I disagree with the hypothesis that fab-lite is just a transition to fabless. Companies that make a variety of products that use different technologies have diverse fab needs. The analog mixed-signal group, for example, is always going to be using larger geometries than the group that makes processors & SoCs.
As a business trying to maximize your return on capital, which fabs do you invest in? The ones that build your mixed-signal products? The ones that require the latest process node? The ones that build the products with the most sales? Maybe instead you invest in those that build products that cannot be easily moved to a foundry, and leverage the foundries to handle upsides in demand for those products that the foundry is able to build for you.
Just because you have a diverse supply chain and use a mix of internal and external fabs does not mean you are in a transition to fabless.
It is all about economy. Each company will have to honestly calculate their cost of wafer price from internal fab vs. external foundries. Product lines that can get cheaper from self-operated in-house fab line should continue to do so. All others should seek a more economical wafer source which is foundry.
Key word here is "honest cost calculation" which needs to include good and bad times when the internal fab is under utilized.
If Penn is right, such a fab-tight era would be a boon for new foundries eager for market share...
Judging from their capex plans, i bet Samsung and GlobalFoundries are doing their best to supply customers who can't get their sweets from TSMC...
But not many companies have the process R&D to get into the foundry market at the leading edge. As you highlight besides TSMC there is Samsung, GlobalFoundries, then there is Intel.
The only other companies i see able to put down a shell are Toshiba, Hynix and maybe Micron who are working on the memory front.
And that's it. Seven 'active' large-scale chip companies. The rest are milking the fabs and processes they have already developed.
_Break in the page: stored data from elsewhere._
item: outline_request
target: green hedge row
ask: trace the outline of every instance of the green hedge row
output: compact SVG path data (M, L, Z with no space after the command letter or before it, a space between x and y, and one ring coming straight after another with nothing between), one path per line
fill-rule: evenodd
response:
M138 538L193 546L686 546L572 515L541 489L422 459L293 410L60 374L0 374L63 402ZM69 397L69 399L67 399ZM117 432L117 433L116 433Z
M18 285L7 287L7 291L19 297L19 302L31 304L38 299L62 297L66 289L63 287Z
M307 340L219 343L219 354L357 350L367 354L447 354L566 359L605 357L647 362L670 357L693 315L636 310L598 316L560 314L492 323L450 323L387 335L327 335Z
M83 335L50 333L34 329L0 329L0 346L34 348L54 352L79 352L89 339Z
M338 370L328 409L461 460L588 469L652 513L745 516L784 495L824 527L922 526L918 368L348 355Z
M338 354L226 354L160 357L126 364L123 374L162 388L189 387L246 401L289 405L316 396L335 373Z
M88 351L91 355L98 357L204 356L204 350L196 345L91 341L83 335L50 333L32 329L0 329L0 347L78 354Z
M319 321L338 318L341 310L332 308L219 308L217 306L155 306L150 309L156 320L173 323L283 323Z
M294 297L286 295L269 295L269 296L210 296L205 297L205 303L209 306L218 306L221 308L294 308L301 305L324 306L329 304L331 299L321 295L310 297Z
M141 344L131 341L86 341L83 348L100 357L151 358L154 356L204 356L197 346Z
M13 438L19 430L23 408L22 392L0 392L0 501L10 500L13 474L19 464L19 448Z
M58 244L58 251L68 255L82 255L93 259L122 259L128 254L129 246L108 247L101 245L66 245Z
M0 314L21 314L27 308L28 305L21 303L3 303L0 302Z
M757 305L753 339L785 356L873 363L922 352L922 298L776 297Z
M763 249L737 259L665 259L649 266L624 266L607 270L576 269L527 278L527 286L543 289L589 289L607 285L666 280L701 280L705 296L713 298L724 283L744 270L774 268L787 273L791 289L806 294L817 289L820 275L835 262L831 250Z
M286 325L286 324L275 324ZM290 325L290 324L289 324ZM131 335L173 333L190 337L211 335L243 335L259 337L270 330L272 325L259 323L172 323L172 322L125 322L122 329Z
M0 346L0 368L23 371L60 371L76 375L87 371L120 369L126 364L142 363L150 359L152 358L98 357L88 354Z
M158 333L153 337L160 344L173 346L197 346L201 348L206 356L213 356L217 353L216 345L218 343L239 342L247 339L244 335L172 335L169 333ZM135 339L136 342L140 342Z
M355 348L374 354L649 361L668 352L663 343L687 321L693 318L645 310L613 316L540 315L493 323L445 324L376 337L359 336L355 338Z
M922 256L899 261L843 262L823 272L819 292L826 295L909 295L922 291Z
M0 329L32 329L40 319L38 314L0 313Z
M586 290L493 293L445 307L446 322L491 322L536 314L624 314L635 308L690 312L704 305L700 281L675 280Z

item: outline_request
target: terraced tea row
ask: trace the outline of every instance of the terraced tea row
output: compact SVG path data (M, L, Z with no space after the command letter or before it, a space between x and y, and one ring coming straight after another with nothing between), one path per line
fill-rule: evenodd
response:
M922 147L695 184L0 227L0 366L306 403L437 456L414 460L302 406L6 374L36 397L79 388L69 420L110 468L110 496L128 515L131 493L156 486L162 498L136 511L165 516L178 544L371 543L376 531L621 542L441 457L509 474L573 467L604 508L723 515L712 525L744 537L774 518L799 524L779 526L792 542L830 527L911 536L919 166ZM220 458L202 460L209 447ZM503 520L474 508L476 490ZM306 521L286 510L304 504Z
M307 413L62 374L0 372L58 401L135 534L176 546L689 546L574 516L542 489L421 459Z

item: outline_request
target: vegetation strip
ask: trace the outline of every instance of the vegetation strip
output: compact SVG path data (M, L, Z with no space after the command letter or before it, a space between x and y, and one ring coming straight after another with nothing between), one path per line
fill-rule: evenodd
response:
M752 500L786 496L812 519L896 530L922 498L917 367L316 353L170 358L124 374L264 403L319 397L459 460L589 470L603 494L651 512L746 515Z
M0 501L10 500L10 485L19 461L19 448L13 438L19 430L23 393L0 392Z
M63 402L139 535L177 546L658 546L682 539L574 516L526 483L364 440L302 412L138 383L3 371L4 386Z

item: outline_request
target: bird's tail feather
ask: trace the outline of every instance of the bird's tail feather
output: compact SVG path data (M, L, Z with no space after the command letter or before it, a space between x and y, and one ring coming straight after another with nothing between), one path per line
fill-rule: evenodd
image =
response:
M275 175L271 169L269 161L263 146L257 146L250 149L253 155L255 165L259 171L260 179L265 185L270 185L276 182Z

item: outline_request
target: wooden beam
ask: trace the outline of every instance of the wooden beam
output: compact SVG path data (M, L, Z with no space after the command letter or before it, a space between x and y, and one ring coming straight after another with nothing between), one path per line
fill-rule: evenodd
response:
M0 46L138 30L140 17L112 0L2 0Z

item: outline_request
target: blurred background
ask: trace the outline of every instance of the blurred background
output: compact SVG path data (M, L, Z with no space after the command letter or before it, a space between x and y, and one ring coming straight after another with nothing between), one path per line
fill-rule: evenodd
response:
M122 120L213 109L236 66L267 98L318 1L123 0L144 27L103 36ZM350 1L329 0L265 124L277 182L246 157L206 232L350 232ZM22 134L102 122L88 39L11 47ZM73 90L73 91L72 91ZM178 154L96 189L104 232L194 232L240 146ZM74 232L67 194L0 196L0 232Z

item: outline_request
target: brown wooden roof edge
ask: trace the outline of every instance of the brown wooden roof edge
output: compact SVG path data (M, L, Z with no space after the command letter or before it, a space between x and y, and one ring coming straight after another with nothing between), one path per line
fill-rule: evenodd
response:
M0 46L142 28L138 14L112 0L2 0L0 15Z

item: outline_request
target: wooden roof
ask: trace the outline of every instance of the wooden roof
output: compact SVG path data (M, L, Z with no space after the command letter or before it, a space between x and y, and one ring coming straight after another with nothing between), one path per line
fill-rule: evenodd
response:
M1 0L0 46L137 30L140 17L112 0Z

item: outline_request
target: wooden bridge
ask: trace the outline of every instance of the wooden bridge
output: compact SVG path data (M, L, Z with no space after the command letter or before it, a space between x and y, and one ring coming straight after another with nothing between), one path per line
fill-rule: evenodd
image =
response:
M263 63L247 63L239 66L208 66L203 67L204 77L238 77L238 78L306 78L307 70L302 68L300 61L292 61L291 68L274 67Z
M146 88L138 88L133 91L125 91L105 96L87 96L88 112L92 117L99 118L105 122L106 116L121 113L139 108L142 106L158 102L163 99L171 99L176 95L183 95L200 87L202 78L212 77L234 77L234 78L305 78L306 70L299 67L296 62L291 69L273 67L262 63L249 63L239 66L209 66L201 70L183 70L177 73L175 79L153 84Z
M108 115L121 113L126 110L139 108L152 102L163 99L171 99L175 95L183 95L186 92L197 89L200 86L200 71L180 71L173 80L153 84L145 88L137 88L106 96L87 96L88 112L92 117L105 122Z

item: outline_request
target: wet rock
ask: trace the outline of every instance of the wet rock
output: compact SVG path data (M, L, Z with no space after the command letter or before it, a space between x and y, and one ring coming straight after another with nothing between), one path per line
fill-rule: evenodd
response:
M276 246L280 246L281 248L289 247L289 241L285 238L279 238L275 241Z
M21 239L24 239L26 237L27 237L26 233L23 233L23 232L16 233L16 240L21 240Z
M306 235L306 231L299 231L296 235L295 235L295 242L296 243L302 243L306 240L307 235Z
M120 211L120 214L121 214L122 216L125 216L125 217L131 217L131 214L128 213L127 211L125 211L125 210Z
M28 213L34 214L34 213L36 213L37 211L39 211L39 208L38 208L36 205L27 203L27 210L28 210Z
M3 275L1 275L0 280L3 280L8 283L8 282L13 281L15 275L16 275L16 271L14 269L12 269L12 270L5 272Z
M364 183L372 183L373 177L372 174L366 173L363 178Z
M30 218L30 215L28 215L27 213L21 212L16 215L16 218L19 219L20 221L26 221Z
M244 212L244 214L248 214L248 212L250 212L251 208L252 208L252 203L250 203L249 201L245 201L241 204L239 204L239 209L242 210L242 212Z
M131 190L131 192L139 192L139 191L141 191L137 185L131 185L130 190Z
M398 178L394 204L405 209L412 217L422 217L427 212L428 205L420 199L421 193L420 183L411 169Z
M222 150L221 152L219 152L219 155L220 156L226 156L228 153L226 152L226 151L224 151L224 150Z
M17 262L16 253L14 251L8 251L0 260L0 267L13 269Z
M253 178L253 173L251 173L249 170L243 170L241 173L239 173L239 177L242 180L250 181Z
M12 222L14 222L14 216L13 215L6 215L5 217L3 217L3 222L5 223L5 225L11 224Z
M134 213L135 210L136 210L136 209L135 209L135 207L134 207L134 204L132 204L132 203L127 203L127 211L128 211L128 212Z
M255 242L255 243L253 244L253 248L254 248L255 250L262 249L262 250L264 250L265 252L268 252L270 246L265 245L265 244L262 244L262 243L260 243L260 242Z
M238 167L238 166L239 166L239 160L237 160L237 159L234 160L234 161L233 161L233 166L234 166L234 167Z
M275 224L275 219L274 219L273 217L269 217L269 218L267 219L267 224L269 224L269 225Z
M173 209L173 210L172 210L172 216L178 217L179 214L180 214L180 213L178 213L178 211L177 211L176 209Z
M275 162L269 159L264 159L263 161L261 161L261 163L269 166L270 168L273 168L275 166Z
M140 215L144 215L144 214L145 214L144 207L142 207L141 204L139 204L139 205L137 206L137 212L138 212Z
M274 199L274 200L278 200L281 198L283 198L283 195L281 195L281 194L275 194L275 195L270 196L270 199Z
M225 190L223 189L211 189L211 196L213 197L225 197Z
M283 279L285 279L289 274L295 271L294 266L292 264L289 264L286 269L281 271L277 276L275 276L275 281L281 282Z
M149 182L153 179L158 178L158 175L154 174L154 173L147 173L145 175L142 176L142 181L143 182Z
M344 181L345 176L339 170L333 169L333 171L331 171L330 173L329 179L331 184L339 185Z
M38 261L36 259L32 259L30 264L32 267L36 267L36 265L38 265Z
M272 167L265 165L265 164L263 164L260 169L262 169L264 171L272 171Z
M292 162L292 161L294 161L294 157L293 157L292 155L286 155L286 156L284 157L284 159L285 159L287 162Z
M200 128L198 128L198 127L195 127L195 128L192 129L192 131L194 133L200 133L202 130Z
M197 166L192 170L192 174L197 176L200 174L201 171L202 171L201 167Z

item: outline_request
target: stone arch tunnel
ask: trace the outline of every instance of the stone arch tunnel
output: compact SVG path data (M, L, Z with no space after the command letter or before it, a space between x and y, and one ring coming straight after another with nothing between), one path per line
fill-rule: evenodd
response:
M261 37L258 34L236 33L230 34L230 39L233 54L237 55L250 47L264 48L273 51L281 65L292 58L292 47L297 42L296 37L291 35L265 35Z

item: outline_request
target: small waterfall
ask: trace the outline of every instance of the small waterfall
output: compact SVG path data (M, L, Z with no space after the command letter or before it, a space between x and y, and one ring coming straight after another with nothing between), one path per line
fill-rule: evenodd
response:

I agree with Peter, at best there are maximum 7 foundries that can afford a new fab. With so much risk and such a high cost why enter that market? I bet that 7 will become 5 or maybe 3 in 10 years out. Look who builds airplanes: Boeing and Airbus. The rest is just small planes, niche markets. Semiconductor processing will be the same eventually...Kris
"Fab-tight" is great wording. SEMI's World Fab Forecast talked about exactly that end of November. See article: "Fab Capacity Back in the Black - uncertain outlook for New Fab Construction" http://www.semi.org/en/MarketInfo/ctr_042104
Some older or more specialized technologies perhaps. But in essence wafer production is about economies of scale and whoever makes on the biggest wafers in the biggest volumes has the per-chip price advantage.
The problem is you have to commit to spend $5 to $10 billion to do that. So it comes down to the cost of capital. In Taiwan TSMC was encouraged and supported has now achieved a leading position. In Abu Dhabi they are providing about $10 billion to give GlobalFoundries a chance of getting established.
That is helping to produce the GlobalFoundries' New York wafer fab but apart from that i don't see much reason for optimism about chip manufacturing "coming home."